En raison de travaux sur l’un des deux axes d’accès à l’autoroute, c’est par ce chemin qu’était déviée la circulation pour l’A9 et l’A12.

Cette bande d’asphalte revêt en fait une importance stratégique: davantage utilisée par les habitants de l’est de Blonay, elle permettrait de désengorger le centre de Saint-Légier. Les autorités de La Tour-de-Peilz souhaitent également que les citoyens habitant le nord de la commune l’empruntent, pour éviter le trafic sur un autre chemin résidentiel.

Depuis 2008, ces trois communes planchent sur l’amélioration de l’attractivité du tronçon pour tous les modes de déplacement, y compris les cavaliers.

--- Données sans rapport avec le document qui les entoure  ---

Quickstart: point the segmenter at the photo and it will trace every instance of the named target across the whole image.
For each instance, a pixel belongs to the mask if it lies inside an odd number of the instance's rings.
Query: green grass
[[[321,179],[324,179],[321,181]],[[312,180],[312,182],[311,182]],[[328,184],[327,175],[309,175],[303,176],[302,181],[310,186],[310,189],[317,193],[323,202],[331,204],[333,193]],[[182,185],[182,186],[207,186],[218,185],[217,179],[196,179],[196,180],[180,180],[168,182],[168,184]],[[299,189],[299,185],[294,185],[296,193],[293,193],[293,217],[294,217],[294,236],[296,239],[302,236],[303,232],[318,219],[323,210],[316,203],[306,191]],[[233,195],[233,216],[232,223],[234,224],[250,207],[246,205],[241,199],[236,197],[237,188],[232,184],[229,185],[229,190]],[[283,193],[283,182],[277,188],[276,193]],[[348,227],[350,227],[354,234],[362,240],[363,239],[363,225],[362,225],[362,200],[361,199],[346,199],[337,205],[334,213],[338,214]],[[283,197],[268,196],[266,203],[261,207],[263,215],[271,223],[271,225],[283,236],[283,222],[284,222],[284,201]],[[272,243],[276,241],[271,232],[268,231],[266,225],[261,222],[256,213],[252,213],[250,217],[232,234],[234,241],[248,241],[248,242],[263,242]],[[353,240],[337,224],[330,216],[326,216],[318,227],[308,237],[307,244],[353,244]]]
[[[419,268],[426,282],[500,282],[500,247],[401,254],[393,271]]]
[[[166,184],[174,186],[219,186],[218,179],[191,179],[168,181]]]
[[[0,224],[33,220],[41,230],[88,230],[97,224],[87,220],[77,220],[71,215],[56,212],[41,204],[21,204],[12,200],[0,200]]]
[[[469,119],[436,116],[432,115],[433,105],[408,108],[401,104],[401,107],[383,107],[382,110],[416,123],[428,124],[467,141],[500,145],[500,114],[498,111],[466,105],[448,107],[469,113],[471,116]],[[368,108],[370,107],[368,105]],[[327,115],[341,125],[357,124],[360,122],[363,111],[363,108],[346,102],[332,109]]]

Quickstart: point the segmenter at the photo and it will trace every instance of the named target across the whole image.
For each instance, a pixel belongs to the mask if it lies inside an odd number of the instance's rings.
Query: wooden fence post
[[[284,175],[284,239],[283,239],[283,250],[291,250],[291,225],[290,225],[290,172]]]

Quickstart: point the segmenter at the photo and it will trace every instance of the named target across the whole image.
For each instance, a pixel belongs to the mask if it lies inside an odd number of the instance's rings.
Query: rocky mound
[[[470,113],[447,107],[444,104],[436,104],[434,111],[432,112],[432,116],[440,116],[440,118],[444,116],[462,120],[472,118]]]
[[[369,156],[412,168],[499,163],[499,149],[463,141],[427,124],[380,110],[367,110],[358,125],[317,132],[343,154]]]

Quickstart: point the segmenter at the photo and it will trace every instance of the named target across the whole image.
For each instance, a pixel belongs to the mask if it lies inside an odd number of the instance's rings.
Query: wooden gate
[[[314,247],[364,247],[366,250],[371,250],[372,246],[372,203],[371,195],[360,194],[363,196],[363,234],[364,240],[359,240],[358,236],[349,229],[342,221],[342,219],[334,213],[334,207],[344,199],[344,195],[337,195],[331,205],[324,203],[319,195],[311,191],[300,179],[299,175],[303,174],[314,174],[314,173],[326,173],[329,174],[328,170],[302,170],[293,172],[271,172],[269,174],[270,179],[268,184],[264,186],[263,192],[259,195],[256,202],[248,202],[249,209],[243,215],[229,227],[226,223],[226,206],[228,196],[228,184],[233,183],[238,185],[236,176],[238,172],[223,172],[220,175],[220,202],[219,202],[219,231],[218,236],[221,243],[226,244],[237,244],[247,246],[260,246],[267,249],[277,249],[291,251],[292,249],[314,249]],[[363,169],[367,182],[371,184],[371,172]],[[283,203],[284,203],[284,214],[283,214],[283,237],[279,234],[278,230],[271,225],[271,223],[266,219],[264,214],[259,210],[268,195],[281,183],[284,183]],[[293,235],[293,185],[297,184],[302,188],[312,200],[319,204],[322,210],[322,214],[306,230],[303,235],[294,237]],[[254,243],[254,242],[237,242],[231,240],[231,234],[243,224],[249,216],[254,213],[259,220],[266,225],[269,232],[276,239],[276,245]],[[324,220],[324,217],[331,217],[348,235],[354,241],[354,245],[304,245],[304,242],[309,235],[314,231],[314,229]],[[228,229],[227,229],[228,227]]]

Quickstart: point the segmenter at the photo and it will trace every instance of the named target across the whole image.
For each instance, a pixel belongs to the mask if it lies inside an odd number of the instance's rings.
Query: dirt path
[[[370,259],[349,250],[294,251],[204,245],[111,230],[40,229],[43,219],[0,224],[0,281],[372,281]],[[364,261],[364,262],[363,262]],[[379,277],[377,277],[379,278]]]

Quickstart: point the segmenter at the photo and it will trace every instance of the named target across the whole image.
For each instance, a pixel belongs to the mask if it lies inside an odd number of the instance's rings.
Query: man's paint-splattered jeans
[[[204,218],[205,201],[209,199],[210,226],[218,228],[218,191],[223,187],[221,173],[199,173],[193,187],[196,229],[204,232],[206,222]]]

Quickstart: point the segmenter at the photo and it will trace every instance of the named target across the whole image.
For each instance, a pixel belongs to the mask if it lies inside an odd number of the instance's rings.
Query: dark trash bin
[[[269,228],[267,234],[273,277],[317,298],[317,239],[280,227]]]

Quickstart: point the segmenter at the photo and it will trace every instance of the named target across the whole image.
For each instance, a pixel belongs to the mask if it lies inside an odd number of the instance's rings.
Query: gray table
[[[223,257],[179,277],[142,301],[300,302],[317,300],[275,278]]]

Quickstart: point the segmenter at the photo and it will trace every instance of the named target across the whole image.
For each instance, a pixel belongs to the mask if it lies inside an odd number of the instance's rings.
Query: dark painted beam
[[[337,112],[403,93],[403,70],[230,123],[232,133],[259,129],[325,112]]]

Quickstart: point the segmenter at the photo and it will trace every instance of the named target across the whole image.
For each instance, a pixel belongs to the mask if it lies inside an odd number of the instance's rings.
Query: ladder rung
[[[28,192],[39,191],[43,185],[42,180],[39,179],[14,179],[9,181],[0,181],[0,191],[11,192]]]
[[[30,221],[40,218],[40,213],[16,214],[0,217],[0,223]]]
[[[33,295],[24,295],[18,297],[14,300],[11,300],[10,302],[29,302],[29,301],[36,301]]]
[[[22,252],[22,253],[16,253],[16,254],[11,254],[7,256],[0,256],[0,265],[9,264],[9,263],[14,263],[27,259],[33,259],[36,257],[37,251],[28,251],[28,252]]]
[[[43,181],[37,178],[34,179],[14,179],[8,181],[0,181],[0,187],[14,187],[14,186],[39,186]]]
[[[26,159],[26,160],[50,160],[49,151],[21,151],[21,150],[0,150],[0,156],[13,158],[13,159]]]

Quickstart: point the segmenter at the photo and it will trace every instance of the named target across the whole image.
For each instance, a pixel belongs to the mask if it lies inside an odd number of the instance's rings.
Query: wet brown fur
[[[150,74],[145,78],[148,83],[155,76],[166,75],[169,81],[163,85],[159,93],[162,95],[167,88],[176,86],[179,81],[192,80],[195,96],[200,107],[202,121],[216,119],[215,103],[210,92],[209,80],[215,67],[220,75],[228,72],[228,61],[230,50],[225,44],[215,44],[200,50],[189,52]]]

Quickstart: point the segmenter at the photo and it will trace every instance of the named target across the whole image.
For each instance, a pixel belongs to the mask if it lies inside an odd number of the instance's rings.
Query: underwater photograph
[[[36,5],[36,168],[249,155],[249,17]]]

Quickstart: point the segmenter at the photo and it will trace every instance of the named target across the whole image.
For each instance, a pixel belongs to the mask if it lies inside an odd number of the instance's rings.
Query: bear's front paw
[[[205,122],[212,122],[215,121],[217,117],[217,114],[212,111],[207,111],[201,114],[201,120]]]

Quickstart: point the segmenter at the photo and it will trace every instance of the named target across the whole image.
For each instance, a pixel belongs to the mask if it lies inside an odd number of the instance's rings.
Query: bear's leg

En effet, à l’une des extrémités du chemin des Boulingrins se situe le manège du Domaine de Villard. Par conséquent, la petite route voit parfois défiler davantage de cavaliers que de piétons (moins de 50 par heure).

Les trois communes ont préparé un projet conjoint, qui prévoit essentiellement – pour 3,2 millions – la création d’un trottoir, l’installation de l’éclairage public, l’aménagement de bandes cyclables ainsi que d’une piste équestre.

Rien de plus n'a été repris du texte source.